Update 13.01.2023: Das Gesetz ist mittlerweile im Bundesgesetzblatt verkündet und wie beabsichtigt in Kraft getreten.
Die wesentlichen Änderungen im Überblick:
1. PV-Anlagen im Außenbereich
Das BauGB wird um eine Regelung zu sog. Freiflächen-PV-Anlagen entlang von Autobahnen und Schienen erweitert. Bisher sind PV-Anlagen im Außenbereich nur an und auf Dach- und Außenwandflächen von zulässigerweise genutzten Gebäuden bauplanungsrechtlich privilegiert. Nunmehr sollen auch Freiflächenanlagen auf einer Fläche längs von Autobahnen und mit zwei Hauptgleisen ausgebauten Schienenwegen in einer Entfernung zu diesen von bis zu 200 Metern unter die Privilegierung fallen (neuer § 35 Abs. 1 Nr. 8 Buchst. b) BauGB). Die Gesetzesänderung wird damit begründet, dass diese Flächen ohnehin durch optische und akustische Belastungen vorgeprägt seien.
2. Elektrolyseure neben Windenergie- und Photovoltaik-Anlagen
Anlagen, die der Herstellung oder Speicherung von Wasserstoff dienen (Elektrolyseure), sollen nach dem neu eingeführten §249a BauGB im räumlichen Zusammenhang zu Windenergie- und PV-Anlagen privilegiert werden. Dies gilt zum einen für Windenergie- und PV-Anlagen, die selbst im Außenbereich privilegiert sind, zum anderen für PV-Anlagen, die noch auf einem „alten“ Bebauungsplan (vor 2023) aus der Zeit vor der Privilegierung von Freiflächen-PV-Anlagen beruhen.

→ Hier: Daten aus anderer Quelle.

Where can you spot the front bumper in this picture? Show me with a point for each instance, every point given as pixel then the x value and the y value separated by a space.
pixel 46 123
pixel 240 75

Damit die Elektrolyseure privilegiert werden, müssen sie bestimmte Voraussetzungen erfüllen, u.a. eine Grundfläche von 100 m² nicht überschreiten.
Durch eine flankierende Änderung der Baunutzungsverordnung (BauNVO) wird zudem sichergestellt, dass Elektrolyseure auch in neuen Bebauungsplänen (ab 2023), die der Nutzung der Sonnenergie dienen, zulässig sind, ohne dass dies von der Gemeinde noch eigens mitgeplant werden muss. Gleiches gilt unter bestimmten Voraussetzungen auch für Industrie- und Gewerbegebiete.
3. Abstand zu Windenergieanlagen
Durch eine weitere BauGB-Änderung wird erstmals gesetzlich geregelt, wann von einer optisch bedrängenden Wirkung von Windenergieanlagen auszugehen ist. Der Gesetzgeber dürfte sich erhoffen, durch die damit gewonnene Rechtssicherheit die Zahl der Nachbarklagen gegen Windenergieanlagen zu reduzieren, in denen häufig der Vorwurf der optisch bedrängenden Wirkung erhoben wird. Zukünftig soll eine solche Wirkung in der Regel nicht vorliegen, wenn der Abstand zwischen zulässiger Wohnbebauung und Windenergieanlage mindestens die zweifache (Gesamt-)Höhe der Windenergieanlage beträgt (§ 249 Abs. 10 BauGB neue Fassung). Das ist eine Erleichterung gegenüber der gefestigten Rechtsprechung des OVG NRW.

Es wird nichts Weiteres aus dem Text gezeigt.